Day 29 - Tables in Python

Skills: None

Pre-reading: 10.1.1, 10.1.2, 10.1.3

Intro (10 mins)

  • Today we introduce Pandas, a popular Python library for working with tables (DataFrames).
  • A DataFrame is a table with rows and columns, similar to a spreadsheet or a Pyret table.
  • A Series is a single column (or row) of data from a DataFrame.
  • Example: Restaurant orders table, with columns for date, dish, quantity, and order type.
    import pandas as pd

    data = {
    'date': ['2023-07-01', '2023-07-01', '2023-07-02', '2023-07-02', '2023-07-03'],
    'dish': ['Pasta', 'Salad', 'Burger', 'Pasta', 'Steak'],
    'quantity': [2, 1, 3, 2, 1],
    'order_type': ['dine-in', 'takeout', 'dine-in', 'dine-in', 'takeout']
    }
    orders = pd.DataFrame(data)
    print(orders)
  • You can also load data from a CSV file (locally or, as shown here, from a URL):
    orders = pd.read_csv("https://pdi.run/f25-restaurant-orders.csv")
  • Access columns by label: orders['dish'], rows by index: orders.iloc[2].
  • Filtering: Use boolean masks to select rows, e.g.:
    dine_in_orders = orders[orders['order_type'] == 'dine-in']
  • Cleaning: Replace missing values (NaN) with a default:
    orders['order_type'] = orders['order_type'].fillna('unknown')
  • All of these operations are similar to what you did with tables in Pyret, but with different syntax and, more complexity (though also, more power).

Class Exercises (35 mins)

  • Load a CSV file (either from a URL or local file) into a DataFrame.
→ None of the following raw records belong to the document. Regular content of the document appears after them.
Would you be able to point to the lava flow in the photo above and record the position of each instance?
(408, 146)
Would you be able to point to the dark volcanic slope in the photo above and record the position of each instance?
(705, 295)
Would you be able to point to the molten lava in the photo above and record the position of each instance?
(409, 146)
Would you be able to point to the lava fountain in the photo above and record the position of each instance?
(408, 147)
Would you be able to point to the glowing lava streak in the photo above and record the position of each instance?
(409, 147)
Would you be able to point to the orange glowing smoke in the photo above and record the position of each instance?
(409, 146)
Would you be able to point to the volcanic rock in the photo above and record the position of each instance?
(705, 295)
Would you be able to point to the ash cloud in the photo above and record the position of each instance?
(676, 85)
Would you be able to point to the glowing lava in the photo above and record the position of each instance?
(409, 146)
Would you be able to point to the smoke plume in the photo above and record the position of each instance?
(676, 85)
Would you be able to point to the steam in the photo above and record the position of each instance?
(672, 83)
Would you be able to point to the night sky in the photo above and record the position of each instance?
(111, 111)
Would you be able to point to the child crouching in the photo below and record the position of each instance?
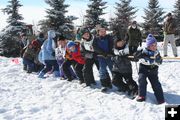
(122, 69)
(149, 60)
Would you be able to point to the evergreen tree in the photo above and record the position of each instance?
(124, 15)
(57, 20)
(153, 17)
(9, 41)
(94, 12)
(177, 15)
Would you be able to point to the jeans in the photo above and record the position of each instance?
(152, 75)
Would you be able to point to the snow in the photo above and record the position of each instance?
(25, 97)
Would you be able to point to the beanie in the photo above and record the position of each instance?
(61, 38)
(70, 44)
(150, 40)
(35, 43)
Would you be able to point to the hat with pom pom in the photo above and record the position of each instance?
(150, 40)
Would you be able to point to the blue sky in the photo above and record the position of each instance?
(34, 10)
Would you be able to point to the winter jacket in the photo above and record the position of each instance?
(87, 49)
(121, 63)
(169, 26)
(30, 53)
(40, 40)
(134, 37)
(103, 45)
(77, 55)
(60, 53)
(48, 48)
(149, 58)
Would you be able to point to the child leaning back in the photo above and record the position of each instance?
(149, 60)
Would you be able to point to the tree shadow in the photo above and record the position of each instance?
(172, 98)
(169, 98)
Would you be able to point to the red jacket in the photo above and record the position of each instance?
(77, 55)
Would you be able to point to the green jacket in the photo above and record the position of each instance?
(134, 37)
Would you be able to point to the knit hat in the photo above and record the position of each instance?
(150, 40)
(84, 30)
(61, 38)
(70, 44)
(41, 35)
(35, 43)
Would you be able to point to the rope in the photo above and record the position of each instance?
(174, 58)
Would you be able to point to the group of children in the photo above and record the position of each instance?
(74, 60)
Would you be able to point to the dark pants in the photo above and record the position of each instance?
(49, 65)
(150, 72)
(88, 71)
(124, 82)
(29, 63)
(103, 71)
(66, 65)
(132, 49)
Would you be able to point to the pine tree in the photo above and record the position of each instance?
(124, 15)
(57, 20)
(153, 17)
(177, 15)
(94, 12)
(9, 41)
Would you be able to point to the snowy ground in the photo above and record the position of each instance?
(25, 97)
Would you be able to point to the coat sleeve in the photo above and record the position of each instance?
(50, 46)
(96, 48)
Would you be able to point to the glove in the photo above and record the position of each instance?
(158, 59)
(121, 53)
(53, 54)
(137, 54)
(88, 55)
(140, 44)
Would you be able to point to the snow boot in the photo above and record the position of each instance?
(41, 75)
(140, 99)
(56, 74)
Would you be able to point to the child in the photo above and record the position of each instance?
(77, 60)
(48, 57)
(149, 60)
(60, 54)
(122, 69)
(30, 55)
(103, 45)
(87, 52)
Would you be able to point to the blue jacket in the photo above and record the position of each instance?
(48, 47)
(103, 45)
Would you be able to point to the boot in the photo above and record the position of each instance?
(140, 99)
(41, 75)
(56, 74)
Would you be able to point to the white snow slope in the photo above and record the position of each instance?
(25, 97)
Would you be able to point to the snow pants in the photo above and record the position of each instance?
(169, 38)
(150, 72)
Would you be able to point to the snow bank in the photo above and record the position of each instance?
(25, 97)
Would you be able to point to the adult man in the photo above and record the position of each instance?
(134, 37)
(103, 45)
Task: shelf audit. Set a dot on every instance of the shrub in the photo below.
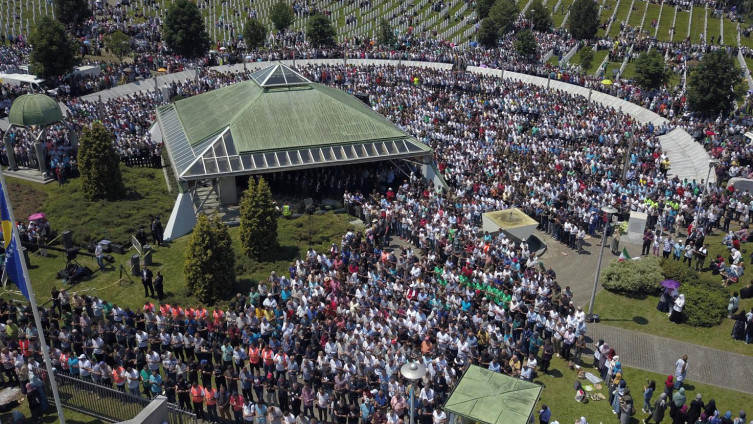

Consider using an example from earlier in class. Print the first 5 rows.
  • Create a DataFrame manually with at least 5 rows and columns: date, dish, quantity, order_type.
  • Access the dish column and print all unique dish names.
  • What does orders['quantity'][1] return? Try it and explain.
  • Filter the DataFrame to show only orders where order_type is "takeout".
  • Replace all missing values in the order_type column with "unknown".
  • Filter the DataFrame to show only orders where quantity is greater than 1.
  • What does orders[orders['dish'] == 'Pasta'] return? Try it and explain.
  • Filter the DataFrame to show only orders from a specific date (e.g., "2023-07-02").
  • Add a new column called total_price that is quantity * 10 (assume each dish costs $10).
  • What happens if you try to access a column that doesn't exist? Try it and note the error.
  • Save your filtered DataFrame to a new CSV file.
  • Try sorting the DataFrame by quantity in descending order.

Wrap-up (5 mins)

  • Pandas DataFrames let you work with tables in Python, similar to Pyret tables but with more features.
  • You can create, load, clean, filter, and manipulate tabular data efficiently.